Esscom investigating alleged secret plot to invade Sabah


KOTA KINABALU: Sabah security forces are verifying information on a purported secret plot by Sulu militia to invade the state.

Eastern Sabah Security Command (Esscom) commander Deputy Comm Datuk Ahmad Fuad Othman (pic) said their intelligence had in fact gotten wind of such movements earlier on and had made attempts to get more information.

“Now, we are still trying to verify these allegations from our counterparts,” he said when contacted on Thursday (Dec 9).

He said border control and patrols have been tightened, and assured the public that no abnormal movements from outside Malaysian waters have been detected thus far.

Ahmad Fuad said talk of an invasion and Sulu forces trying to attack Sabah have been ongoing throughout the years.
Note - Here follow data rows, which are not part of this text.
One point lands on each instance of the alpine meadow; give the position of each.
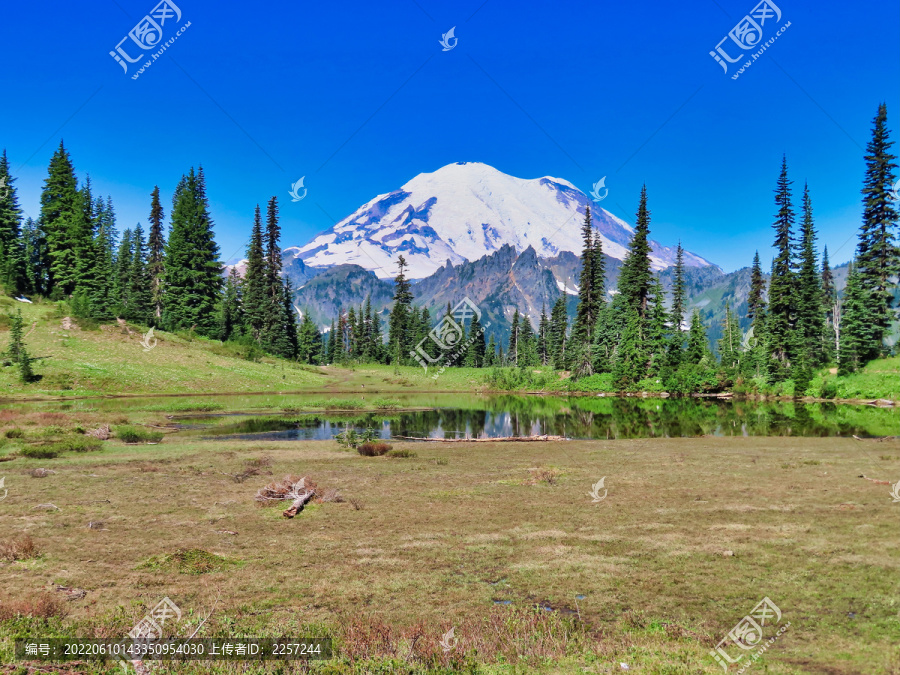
(596, 370)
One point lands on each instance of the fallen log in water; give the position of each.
(501, 439)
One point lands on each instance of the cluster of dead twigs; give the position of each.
(299, 490)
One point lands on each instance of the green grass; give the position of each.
(189, 561)
(129, 434)
(878, 379)
(106, 360)
(425, 544)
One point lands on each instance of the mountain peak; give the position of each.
(463, 211)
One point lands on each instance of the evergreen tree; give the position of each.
(288, 343)
(526, 344)
(332, 344)
(781, 318)
(635, 276)
(559, 323)
(679, 293)
(193, 274)
(512, 347)
(309, 342)
(156, 243)
(17, 352)
(698, 343)
(635, 284)
(731, 344)
(809, 306)
(14, 350)
(657, 332)
(121, 285)
(140, 289)
(399, 337)
(377, 338)
(255, 280)
(490, 353)
(855, 330)
(476, 350)
(607, 336)
(352, 334)
(60, 219)
(590, 290)
(102, 298)
(13, 258)
(544, 337)
(878, 258)
(273, 336)
(756, 302)
(830, 302)
(37, 264)
(232, 315)
(84, 231)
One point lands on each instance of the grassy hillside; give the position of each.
(500, 541)
(107, 360)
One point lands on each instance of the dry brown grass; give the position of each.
(40, 606)
(19, 547)
(543, 474)
(373, 449)
(438, 543)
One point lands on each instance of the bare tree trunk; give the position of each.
(298, 504)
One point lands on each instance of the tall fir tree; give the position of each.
(658, 340)
(559, 325)
(756, 301)
(590, 289)
(37, 263)
(731, 344)
(781, 316)
(698, 342)
(255, 280)
(635, 275)
(635, 284)
(140, 289)
(273, 335)
(877, 255)
(13, 259)
(60, 219)
(810, 310)
(156, 244)
(544, 337)
(122, 275)
(476, 349)
(102, 299)
(490, 353)
(512, 347)
(231, 323)
(679, 293)
(399, 339)
(855, 330)
(193, 273)
(832, 309)
(309, 343)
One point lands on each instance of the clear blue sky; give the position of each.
(359, 97)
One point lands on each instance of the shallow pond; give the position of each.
(306, 417)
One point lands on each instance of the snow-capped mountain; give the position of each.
(463, 212)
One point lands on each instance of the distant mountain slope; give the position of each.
(339, 288)
(463, 212)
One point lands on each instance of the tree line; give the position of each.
(169, 279)
(633, 335)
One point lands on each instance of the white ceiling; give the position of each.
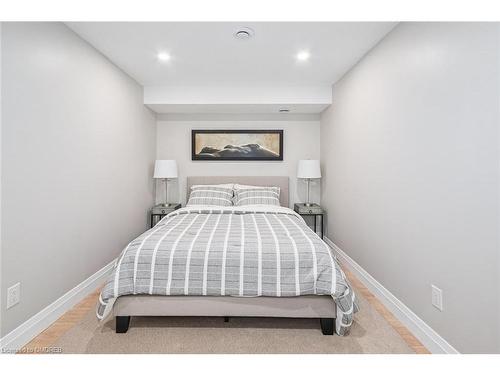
(207, 54)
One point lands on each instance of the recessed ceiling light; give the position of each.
(244, 33)
(163, 56)
(303, 55)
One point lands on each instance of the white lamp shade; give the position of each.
(308, 169)
(165, 169)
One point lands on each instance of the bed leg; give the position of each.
(327, 325)
(122, 323)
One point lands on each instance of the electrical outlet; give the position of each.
(437, 297)
(13, 295)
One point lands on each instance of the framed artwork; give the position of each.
(226, 145)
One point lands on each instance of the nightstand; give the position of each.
(159, 211)
(312, 210)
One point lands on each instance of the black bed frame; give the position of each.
(327, 324)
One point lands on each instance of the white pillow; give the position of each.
(210, 195)
(229, 186)
(245, 194)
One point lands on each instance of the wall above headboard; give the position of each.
(301, 141)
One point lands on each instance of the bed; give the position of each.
(252, 261)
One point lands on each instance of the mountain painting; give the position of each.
(222, 145)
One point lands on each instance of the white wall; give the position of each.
(78, 147)
(301, 141)
(410, 153)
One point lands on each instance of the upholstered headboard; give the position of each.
(279, 181)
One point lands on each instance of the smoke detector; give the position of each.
(244, 33)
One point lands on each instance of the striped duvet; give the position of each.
(245, 251)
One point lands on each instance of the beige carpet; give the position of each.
(370, 334)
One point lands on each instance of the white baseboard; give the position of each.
(423, 332)
(23, 334)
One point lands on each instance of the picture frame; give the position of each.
(237, 144)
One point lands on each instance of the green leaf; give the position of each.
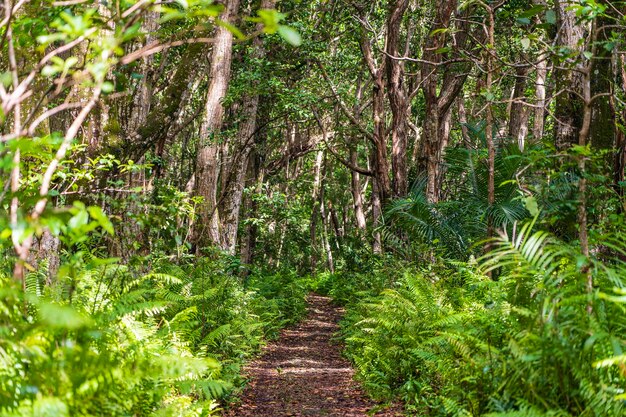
(6, 79)
(62, 317)
(531, 205)
(78, 220)
(101, 218)
(290, 35)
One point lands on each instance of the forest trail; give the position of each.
(303, 373)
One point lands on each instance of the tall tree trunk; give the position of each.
(569, 104)
(438, 101)
(235, 182)
(518, 123)
(602, 130)
(357, 194)
(398, 99)
(315, 213)
(380, 163)
(619, 164)
(540, 96)
(207, 229)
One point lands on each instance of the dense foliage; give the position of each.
(176, 176)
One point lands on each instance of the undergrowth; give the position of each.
(106, 340)
(530, 341)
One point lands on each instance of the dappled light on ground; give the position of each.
(304, 374)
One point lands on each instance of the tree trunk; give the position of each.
(315, 213)
(235, 183)
(438, 101)
(398, 99)
(518, 122)
(357, 195)
(569, 105)
(207, 160)
(540, 96)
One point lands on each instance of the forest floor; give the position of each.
(303, 373)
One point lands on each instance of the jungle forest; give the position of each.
(274, 208)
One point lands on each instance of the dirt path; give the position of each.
(304, 374)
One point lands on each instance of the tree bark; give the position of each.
(540, 96)
(569, 104)
(207, 230)
(315, 213)
(438, 101)
(518, 122)
(398, 99)
(235, 183)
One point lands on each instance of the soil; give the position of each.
(303, 373)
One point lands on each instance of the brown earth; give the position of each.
(303, 373)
Sabah Chief Minister Datuk Seri Hajiji Noor, when asked about this during his winding-up speech at the state legislative assembly meeting, said the state government has yet to receive information on this alleged plot.

He refused to comment further when Moyog assemblyman Datuk Darell Leiking tried to find out more.

“I cannot comment on this yet because we have not received information about this article,” he said.

According to an article by the South China Morning Post, there was a secret meeting among 19 mayors in the southern Philippines that discussed the recruitment of 600 armed fighters to invade Sabah.

The report also alleged that there are spies assigned to scope out coastal towns, though no one has infiltrated the state yet.

The secret meeting is believed to have been held by a senior local government official in the southern Philippines earlier this month.

The report quoted a senior regional security source.

The source allegedly said that the meeting was conducted by a locally-elected official in Sulu province, who gathered 19 mayors of the Sulu Archipelago to discuss plans to set up a “Royal Sulu Army” with a target of recruiting up to 600 men to invade Sabah.

In 2013, over 200 armed Sulu militants had entered Sabah via Lahad Datu in a bid to forcefully claim Sabah as theirs, resulting in a month-long standoff.

Dozens of people including 10 members of the Malaysian security forces and over 60 militants were killed in the skirmishes that followed.